Problem 5.3

Split a File

Write a program split.py that splits a large file into multiple smaller files. The program should take a filename and the number of lines as arguments and write multiple small files each containing the specified number of lines (The last one may have smaller number of lines).

$ python split.py files/100.txt 30
writing files/100-part1.txt
writing files/100-part2.txt
writing files/100-part3.txt
writing files/100-part4.txt

Solution

"""Program to split a file into smaller parts.

It takes a filename and the number of lines in each part as
command-line arguments and splits the file into smaller parts
with each file having no more than the specified number of lines.

USAGE:
    $ python split.py large-file.txt 100
    writing large-file-part1.txt
    writing large-file-part2.txt
    ...
"""
import sys

def group(values, n):
    return [values[i:i+n] for i in range(0, len(values), n)]

def splitfile(filename, chunk_size):
    lines = open(filename).readlines()
    return group(lines, chunk_size)

def write_lines(filename, lines):
    """Write a list of lines to the a file.
    """
    print("writing", filename)
    with open(filename, "w") as f:
        f.writelines(lines)

def generate_part_filename(filename, index):
    """Generates a new filename by adding index as suffix to the filename.

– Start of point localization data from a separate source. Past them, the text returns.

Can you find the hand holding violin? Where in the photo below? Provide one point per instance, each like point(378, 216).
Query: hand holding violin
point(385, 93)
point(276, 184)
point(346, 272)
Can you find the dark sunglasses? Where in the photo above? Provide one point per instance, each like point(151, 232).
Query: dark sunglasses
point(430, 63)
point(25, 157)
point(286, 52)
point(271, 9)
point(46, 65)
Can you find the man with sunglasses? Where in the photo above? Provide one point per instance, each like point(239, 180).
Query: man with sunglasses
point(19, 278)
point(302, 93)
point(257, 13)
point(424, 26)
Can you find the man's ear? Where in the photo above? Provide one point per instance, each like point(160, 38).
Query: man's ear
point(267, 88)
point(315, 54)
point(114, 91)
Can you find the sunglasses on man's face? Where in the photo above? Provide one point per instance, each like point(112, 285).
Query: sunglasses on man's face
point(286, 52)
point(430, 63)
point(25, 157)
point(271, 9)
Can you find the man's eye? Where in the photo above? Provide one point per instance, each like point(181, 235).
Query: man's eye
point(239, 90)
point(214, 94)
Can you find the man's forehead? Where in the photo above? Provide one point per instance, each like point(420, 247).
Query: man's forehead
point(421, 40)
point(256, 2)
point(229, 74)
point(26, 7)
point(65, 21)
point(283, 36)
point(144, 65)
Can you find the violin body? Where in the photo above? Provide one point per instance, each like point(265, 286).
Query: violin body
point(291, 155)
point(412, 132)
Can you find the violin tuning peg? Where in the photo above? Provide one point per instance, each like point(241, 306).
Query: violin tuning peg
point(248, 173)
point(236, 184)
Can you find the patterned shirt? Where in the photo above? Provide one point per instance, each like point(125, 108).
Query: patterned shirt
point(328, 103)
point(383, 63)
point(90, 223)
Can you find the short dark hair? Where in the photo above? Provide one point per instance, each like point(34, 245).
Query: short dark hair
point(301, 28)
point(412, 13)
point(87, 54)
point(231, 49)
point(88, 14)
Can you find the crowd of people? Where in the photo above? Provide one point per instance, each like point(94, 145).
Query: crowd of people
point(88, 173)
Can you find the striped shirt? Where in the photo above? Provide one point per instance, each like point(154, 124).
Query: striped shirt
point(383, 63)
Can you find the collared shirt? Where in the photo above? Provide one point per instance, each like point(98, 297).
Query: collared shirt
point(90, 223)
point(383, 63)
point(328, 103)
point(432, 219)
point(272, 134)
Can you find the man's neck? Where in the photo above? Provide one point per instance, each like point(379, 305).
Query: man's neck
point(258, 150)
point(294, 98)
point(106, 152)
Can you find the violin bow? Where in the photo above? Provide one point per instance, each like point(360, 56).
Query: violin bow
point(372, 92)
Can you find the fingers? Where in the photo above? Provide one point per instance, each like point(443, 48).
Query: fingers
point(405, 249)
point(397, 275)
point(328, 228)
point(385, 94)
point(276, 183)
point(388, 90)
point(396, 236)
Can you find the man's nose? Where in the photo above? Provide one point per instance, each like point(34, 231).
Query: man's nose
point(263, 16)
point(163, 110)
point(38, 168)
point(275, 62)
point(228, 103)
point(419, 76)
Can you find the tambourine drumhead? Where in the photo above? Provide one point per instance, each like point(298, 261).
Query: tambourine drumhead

        >>> generate_part_filename("a.txt", 1)
        "a-part1.txt"
    """
    nameparts = filename.split(".", 1)
    if len(nameparts) == 2:
        name, ext = nameparts
        ext = "." + ext
    else:
        name = filename
        ext = ""

    return f"{name}-part{index}{ext}"

def write_small_files(filename, file_chunks):
    for i, chunk in enumerate(file_chunks, start=1):
        new_filename = generate_part_filename(filename, i)
        write_lines(new_filename, chunk)

def main():
    filename = sys.argv[1]
    chunk_size = int(sys.argv[2])
    file_chunks = splitfile(filename, chunk_size)
    write_small_files(filename, file_chunks)

if __name__ == "__main__":
    main()